Changing the face of surgery in Nigeria
This latest milestone follows two earlier breakthroughs introduced by Prof. Ekwueme this year: robotic surgery and the Eurolift procedure for enlarged prostate. Together, these innovations mark a radical transformation in Nigeria’s surgical landscape. “My intention is to change surgery in Nigeria forever. I do not want any man in Nigeria to receive treatment that is substandard. I want them to be able to afford to have first class treatment, like I give to my patients in UK. I want them to have it here,” he declared.
The introduction of HIFU has also been accompanied by intensive training for Nigerian medical staff, ensuring that the technology can be safely and effectively deployed across the country. Prof. Ekwueme expressed hope that this would encourage Nigerians abroad to return home, confident that world-class treatment is now available locally.

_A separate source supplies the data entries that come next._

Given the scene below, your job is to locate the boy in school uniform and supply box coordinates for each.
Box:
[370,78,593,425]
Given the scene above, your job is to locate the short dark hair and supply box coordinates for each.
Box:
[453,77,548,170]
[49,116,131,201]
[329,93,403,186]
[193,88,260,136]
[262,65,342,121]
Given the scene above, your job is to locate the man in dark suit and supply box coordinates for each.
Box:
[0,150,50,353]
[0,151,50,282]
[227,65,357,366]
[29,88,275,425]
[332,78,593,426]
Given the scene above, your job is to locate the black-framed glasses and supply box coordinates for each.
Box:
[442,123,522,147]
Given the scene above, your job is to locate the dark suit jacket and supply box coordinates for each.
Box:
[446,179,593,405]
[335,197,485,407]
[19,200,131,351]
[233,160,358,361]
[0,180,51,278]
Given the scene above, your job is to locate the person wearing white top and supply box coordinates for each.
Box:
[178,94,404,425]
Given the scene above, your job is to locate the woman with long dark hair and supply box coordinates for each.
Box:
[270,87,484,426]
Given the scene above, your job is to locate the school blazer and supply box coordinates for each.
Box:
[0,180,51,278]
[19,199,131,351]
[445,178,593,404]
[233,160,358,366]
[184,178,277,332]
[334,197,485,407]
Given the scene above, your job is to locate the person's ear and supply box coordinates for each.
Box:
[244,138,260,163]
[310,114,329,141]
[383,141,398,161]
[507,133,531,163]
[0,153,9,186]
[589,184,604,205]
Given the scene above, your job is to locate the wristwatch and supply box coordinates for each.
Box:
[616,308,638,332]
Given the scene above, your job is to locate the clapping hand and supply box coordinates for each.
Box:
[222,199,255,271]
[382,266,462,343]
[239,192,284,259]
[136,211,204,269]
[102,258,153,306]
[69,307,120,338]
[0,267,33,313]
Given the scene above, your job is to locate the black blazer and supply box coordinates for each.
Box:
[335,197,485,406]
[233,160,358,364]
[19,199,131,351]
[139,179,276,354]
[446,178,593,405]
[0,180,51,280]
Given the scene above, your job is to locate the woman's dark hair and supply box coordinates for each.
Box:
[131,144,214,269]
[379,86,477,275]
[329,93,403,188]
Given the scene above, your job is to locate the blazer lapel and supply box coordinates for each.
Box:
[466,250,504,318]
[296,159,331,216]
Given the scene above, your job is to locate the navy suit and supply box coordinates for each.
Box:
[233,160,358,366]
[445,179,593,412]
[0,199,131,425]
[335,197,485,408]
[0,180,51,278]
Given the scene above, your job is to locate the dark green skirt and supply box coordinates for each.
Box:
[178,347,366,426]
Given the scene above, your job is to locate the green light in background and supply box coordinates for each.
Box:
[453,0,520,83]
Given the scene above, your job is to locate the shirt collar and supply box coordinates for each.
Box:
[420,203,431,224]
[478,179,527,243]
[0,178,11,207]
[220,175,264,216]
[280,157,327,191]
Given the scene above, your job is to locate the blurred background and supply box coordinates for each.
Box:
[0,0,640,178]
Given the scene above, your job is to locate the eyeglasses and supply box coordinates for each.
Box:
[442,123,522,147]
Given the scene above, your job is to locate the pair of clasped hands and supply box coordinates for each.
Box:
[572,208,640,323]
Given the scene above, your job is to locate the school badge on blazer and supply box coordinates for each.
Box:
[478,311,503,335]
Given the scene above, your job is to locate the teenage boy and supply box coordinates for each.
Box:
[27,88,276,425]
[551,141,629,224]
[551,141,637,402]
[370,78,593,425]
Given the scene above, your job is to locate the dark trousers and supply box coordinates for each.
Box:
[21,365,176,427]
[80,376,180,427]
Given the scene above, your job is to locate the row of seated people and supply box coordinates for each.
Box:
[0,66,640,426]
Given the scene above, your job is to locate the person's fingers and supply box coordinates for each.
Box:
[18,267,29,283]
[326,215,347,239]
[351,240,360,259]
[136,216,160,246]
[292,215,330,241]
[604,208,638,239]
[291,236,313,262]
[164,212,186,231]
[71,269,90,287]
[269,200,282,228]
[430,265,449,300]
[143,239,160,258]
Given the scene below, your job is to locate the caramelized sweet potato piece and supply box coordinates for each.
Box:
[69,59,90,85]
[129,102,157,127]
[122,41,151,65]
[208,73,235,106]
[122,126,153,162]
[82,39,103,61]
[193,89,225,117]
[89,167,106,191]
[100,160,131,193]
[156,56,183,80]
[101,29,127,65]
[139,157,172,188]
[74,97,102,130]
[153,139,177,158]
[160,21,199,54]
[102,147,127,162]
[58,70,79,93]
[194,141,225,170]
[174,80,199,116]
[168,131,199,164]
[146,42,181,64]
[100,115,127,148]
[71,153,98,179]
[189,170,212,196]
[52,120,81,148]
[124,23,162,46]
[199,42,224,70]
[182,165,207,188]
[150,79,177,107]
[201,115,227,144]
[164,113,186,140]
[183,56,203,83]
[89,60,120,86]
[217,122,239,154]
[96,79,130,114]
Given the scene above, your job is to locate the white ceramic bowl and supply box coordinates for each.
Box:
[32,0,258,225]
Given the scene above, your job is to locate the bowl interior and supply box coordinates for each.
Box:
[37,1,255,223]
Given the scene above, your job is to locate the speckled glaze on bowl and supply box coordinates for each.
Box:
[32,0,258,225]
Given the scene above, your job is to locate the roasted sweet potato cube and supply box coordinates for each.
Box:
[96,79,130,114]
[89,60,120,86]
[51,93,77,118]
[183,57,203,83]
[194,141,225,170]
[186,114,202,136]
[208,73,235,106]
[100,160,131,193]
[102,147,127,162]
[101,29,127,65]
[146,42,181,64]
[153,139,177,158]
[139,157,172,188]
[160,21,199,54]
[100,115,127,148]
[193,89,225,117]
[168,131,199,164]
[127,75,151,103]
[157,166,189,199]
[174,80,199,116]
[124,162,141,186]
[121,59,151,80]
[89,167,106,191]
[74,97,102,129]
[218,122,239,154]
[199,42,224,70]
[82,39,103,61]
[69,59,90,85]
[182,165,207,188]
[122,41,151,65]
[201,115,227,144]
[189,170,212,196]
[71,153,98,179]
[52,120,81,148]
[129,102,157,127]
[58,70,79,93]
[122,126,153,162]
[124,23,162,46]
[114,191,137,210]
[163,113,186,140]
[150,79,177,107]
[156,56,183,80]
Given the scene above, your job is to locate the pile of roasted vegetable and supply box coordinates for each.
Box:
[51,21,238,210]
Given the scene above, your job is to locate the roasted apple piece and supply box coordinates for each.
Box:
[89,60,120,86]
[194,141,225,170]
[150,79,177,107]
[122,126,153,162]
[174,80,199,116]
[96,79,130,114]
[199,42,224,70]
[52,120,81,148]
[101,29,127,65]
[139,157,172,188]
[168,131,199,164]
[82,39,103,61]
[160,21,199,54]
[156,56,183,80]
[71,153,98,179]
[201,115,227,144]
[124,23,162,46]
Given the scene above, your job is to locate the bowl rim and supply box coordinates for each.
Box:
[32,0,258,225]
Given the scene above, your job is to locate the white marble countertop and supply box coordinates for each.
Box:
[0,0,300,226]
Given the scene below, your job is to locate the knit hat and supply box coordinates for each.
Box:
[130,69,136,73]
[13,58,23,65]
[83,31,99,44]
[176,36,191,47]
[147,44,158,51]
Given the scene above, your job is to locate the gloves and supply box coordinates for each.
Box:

New dawn for prostate cancer care
Prostate cancer remains the most common cancer among men, but with the arrival of HIFU in Nigeria, the outlook has changed dramatically. Patients no longer need to travel abroad for advanced treatment. They can now access cutting-edge, pain-free, fertility-preserving therapy within their own country.
Prof. Ekwueme’s words capture the magnitude of this achievement, “We have to be able to treat it here. And so this is the third of the first that we have done this year. After the robot, then the Eurolift for enlarged prostate, now we are taking Nigeria to a completely different path of focal therapy for prostate cancer.”
The Prostate Clinic (TPC) has positioned Nigeria at the forefront of medical progress, introducing globally validated prostate cancer therapy and ensuring world-class treatment is now available to Nigerian patients at home.